Il y a quelques semaines, bon nombre de motels et de maisons closes ont été fermées à Conakry et dans ses environs, à la grande satisfaction de toutes celles et de tous ceux qui ont toujours vu d’un très mauvais œil la dépravation poussée des mœurs dans notre pays. Des opérations de ratissage ont permis d’arrêter des prostituées et leurs clients. Et lorsqu’on a montré ces derniers à la télévision nationale, beaucoup ont pensé que les gens ne s’aventureraient pas de sitôt dans les motels et autres sites de prostitution.
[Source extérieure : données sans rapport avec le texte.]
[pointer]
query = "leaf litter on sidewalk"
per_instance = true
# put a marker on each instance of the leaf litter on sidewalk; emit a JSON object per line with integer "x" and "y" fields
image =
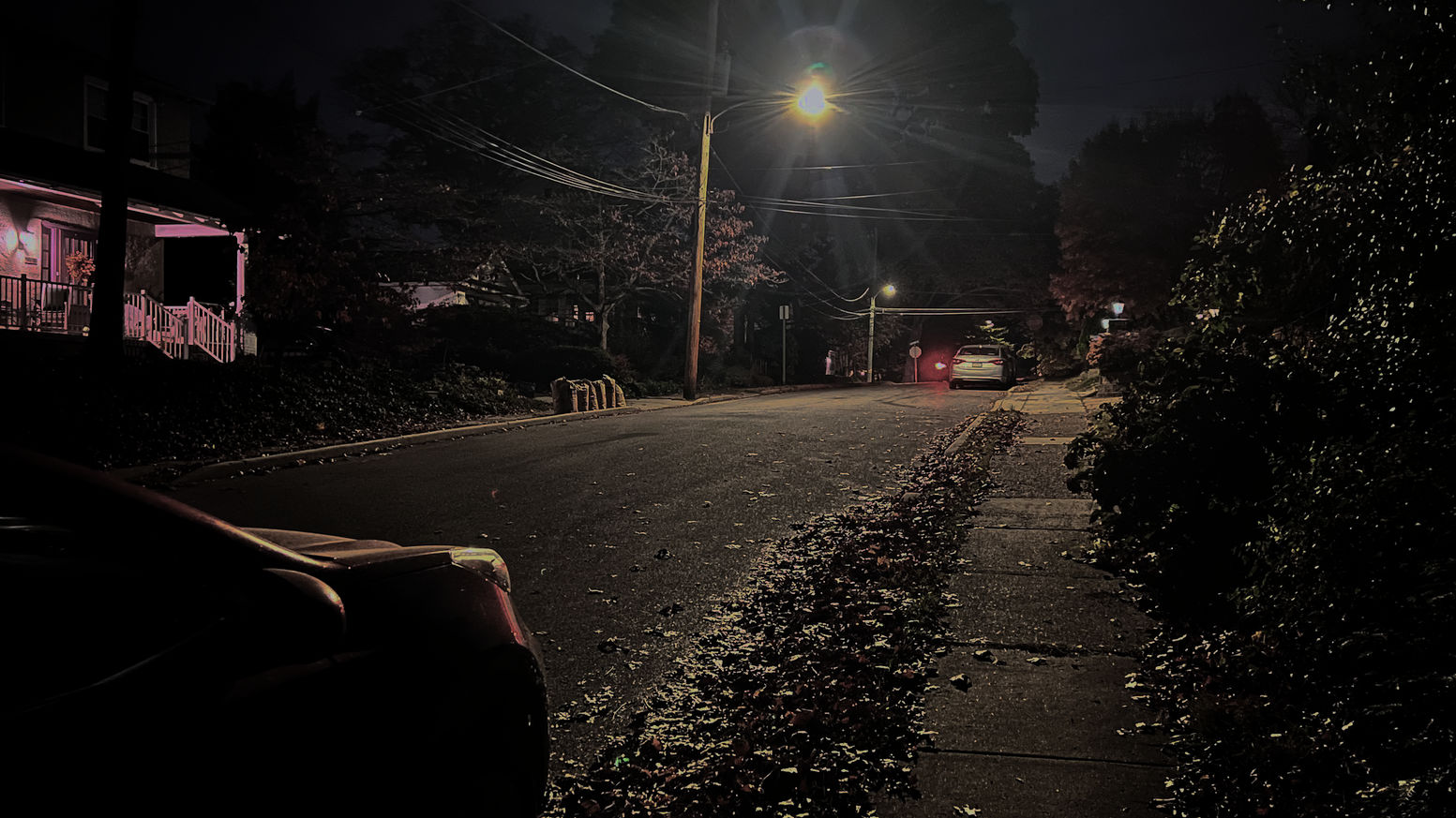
{"x": 805, "y": 694}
Mais comme on aime souvent à le dire, lorsque vous chassez le naturel, il revient toujours au galop. La triste réalité est que certaines filles libres, voire des femmes mariées, prétextent souvent de l’extrême pauvreté dans laquelle elles vivent, pour se lancer à corps perdu dans la prostitution, considérée à juste titre comme le plus vieux métier au monde.
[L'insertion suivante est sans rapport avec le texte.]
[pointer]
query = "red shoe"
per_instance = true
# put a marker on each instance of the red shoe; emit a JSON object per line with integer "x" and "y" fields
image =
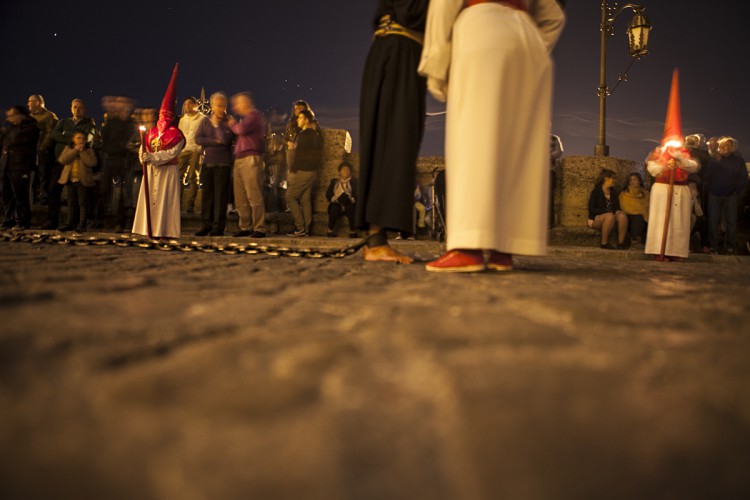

Le vendredi 22 mai, les téléspectateurs ont suivi, une nouvelle fois, avec un réel pincement au cœur, les images des prostituées et leurs clients arrêtés par les hommes du capitaine Moussa Tiégboro Camara. Ce qui fait dire à certains observateurs avertis que la lutte contre la prostitution, pour être efficace, devra passer par la lutte contre la précarité et l’extrême pauvreté des ménages.
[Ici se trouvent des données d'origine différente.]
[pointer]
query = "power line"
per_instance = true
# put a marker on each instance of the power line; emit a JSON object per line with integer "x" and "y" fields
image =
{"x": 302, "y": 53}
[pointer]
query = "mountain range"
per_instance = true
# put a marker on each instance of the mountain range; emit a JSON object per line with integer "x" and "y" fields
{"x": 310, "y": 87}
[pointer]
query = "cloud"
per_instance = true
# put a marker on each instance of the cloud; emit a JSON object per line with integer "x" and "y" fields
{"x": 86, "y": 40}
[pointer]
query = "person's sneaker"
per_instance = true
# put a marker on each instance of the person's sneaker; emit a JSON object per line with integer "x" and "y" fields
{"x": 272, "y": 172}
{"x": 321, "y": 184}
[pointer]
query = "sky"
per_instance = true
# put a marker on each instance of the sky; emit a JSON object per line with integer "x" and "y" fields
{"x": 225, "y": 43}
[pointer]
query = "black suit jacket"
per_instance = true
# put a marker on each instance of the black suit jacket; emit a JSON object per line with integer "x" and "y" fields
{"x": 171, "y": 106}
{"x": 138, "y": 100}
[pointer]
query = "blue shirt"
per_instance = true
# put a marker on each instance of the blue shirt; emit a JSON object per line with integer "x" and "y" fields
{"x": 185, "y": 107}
La plupart des travailleuses de sexe avancent des raisons d’ordre économique pour expliquer leur comportement à haut risque. Si rien n’est fait pour réduire considérablement la pauvreté, il est à parier que les filles libres et les femmes mariées ou célibataires continueront d’emprunter le chemin de la prostitution pour subvenir à certains de leurs besoins primaires et secondaires.